Mr Duff said it was vital that Bahamian general insurers generate profits in years when this nation escapes being struck by a major hurricane. The last storm to hit was Hurricane Dorian in 2019, and the ICB chief added: “It’s really important in years where you get a lucky break with no hurricane that you produce profits so as to strengthen your capital position against the next big blow.
“Whatever profits we make in the first six months of this year, we hope to create a little cushion against potential event losses in the second half. It will be the next three to four months that decide how well we do this year-end. We are keeping our fingers and toes crossed for the third successive year that The Bahamas might have a break and not see a significant catastrophic storm.
“The numbers are doing OK so far. Our underwriting results are going a little better than expected. There’s nothing that’s come out of the first five to six months of trading that gives us any concern.”
Mr Duff added, though, that the Bahamian economy’s overall performance will also weigh heavily on how well ICB, which is the carrier through which BISX-listed J S Johnson places much of its general insurance business, does in 2022.
“For every business and private citizen in The Bahamas, how the Government manages the economic challenges is going to be critical to all,” he said. “For insurance companies it is especially relevant because of the impact a depressed economy has on disposable income.
“Our goal is to keep reminding consumers of the vital importance of maintaining insurance coverage. That is where our focus will be, and we are working hard on that and hoping the economy starts to recover and income filters down.”
Bruce Fernie, ICB’s chairman, pointed to these challenges and the mixed outlook for the Bahamian economy in ICB’s recently-released 2021 annual report. “Clearly, some painful economic decisions will have to be made and non-essential public expenditure will likely be curtailed,” he warned.
“The COVID-19 pandemic has taken its toll on the private sector with many private businesses being forced to close with the resultant loss of jobs.

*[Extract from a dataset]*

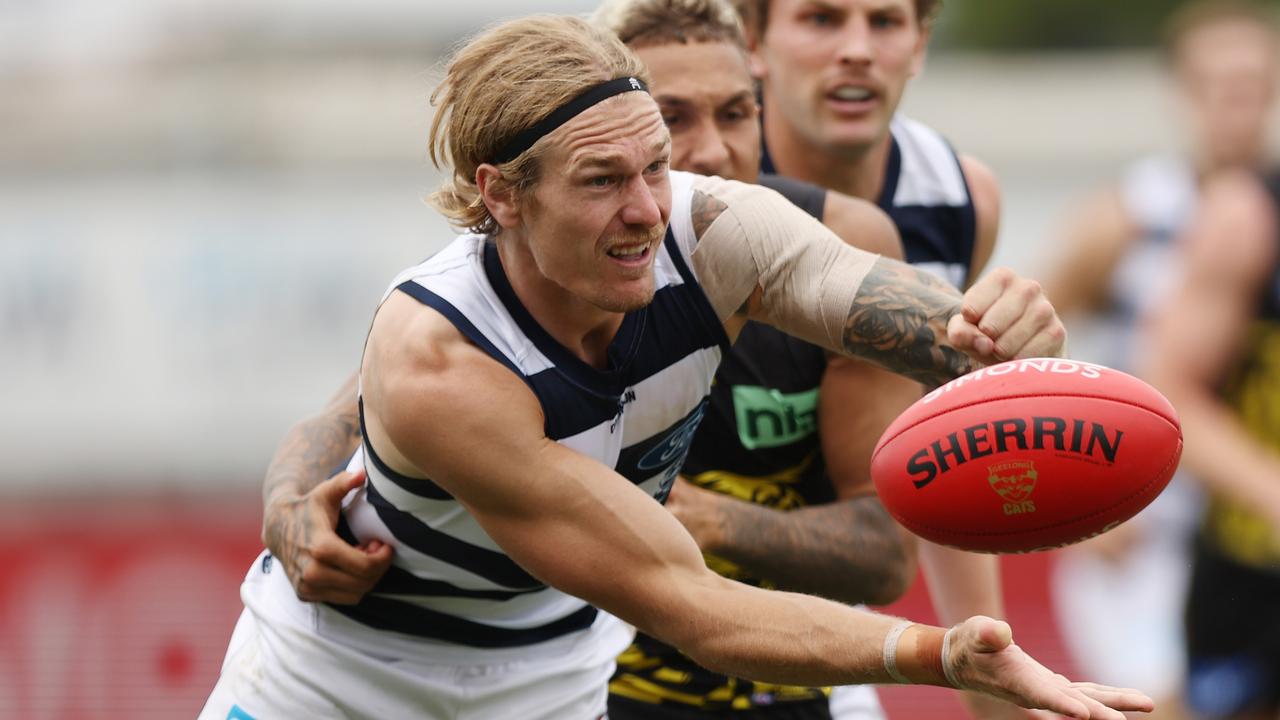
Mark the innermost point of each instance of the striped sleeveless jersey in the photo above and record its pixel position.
(927, 197)
(449, 580)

Against this backdrop, disposable income for many private and corporate citizens will be squeezed in the short to medium-term.

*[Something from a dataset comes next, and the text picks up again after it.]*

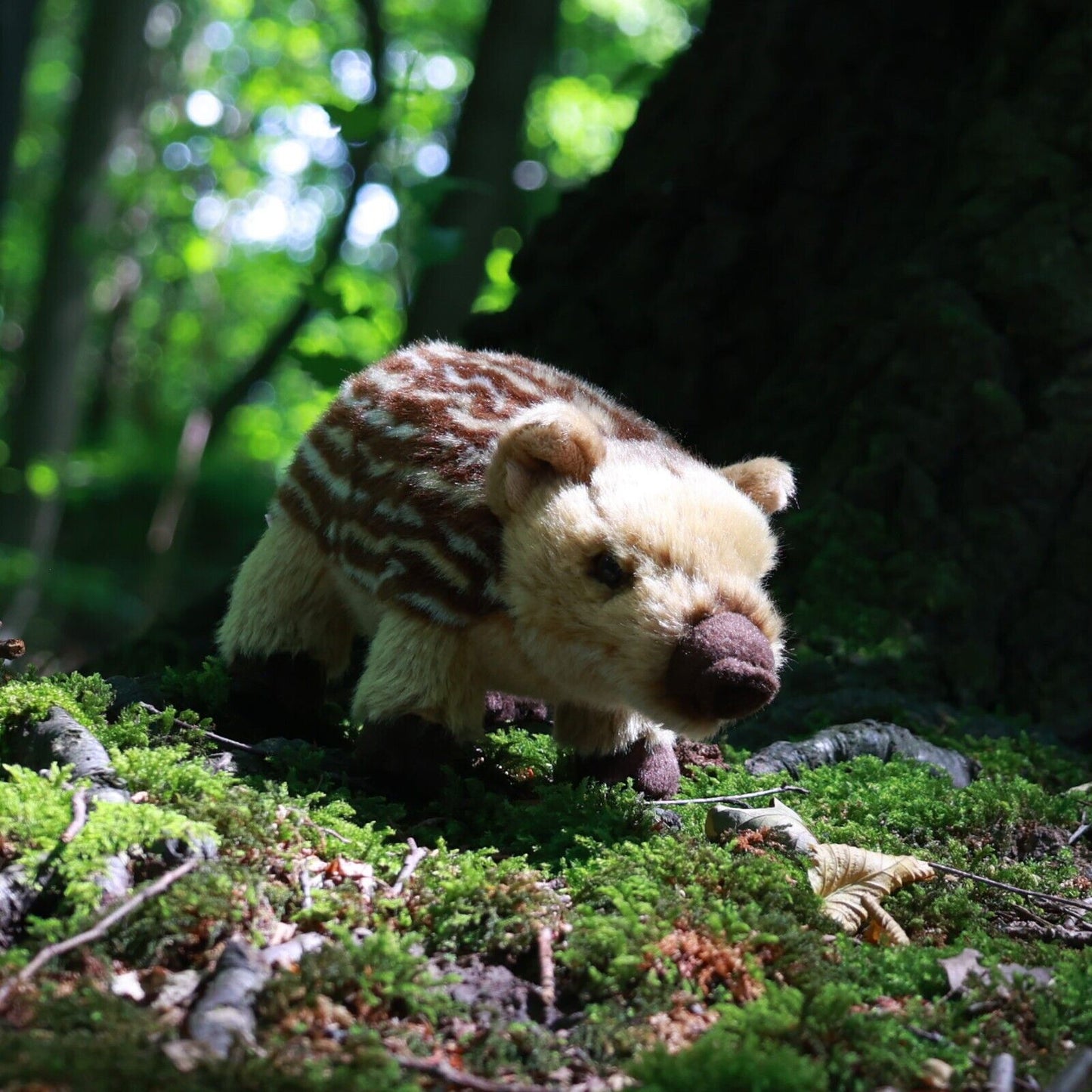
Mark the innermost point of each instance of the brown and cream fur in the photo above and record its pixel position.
(456, 508)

“On a more positive note, however, overseas investment in The Bahamas appears to be on the increase and there are numerous new building projects underway. Also, a number of Bahamian realtors are reporting substantially increased demand from overseas for Bahamian land and high-end properties.”
Mr Fernie, noting that ICB’s 2021 profits represent a 10.79 percent return on shareholder equity, echoed Mr Duff in saying: “Given the volatility of trading results for general insurers due to the unpredictability of losses from major hurricanes, it is vital that insurers are able to post healthy profits in years when we are spared major weather event losses.

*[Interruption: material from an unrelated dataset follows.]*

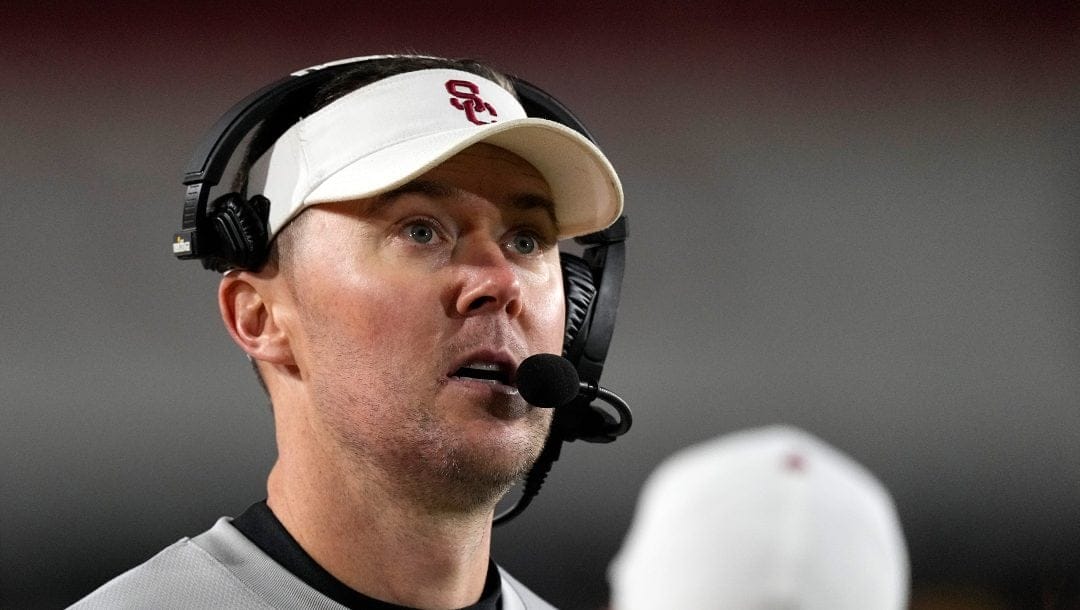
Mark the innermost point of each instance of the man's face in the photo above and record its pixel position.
(404, 302)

“With the impact of the devastating Hurricane Dorian still fresh in our minds, it was a relief that The Bahamas avoided a hurricane loss for the second consecutive year. Aside from the absence of any hurricane losses, the company’s bottom line profit was enhanced by ordinary claims costs being substantially lighter than normal.
“In terms of premium volume, it was pleasing that the company grew its gross written premium during the year by 10.72 percent (excluding premium from fronted policies). This was in line with expectations but was nevertheless a welcome outcome given the depressed economy and the COVID-19 safety protocols the industry was required to work under during the year.”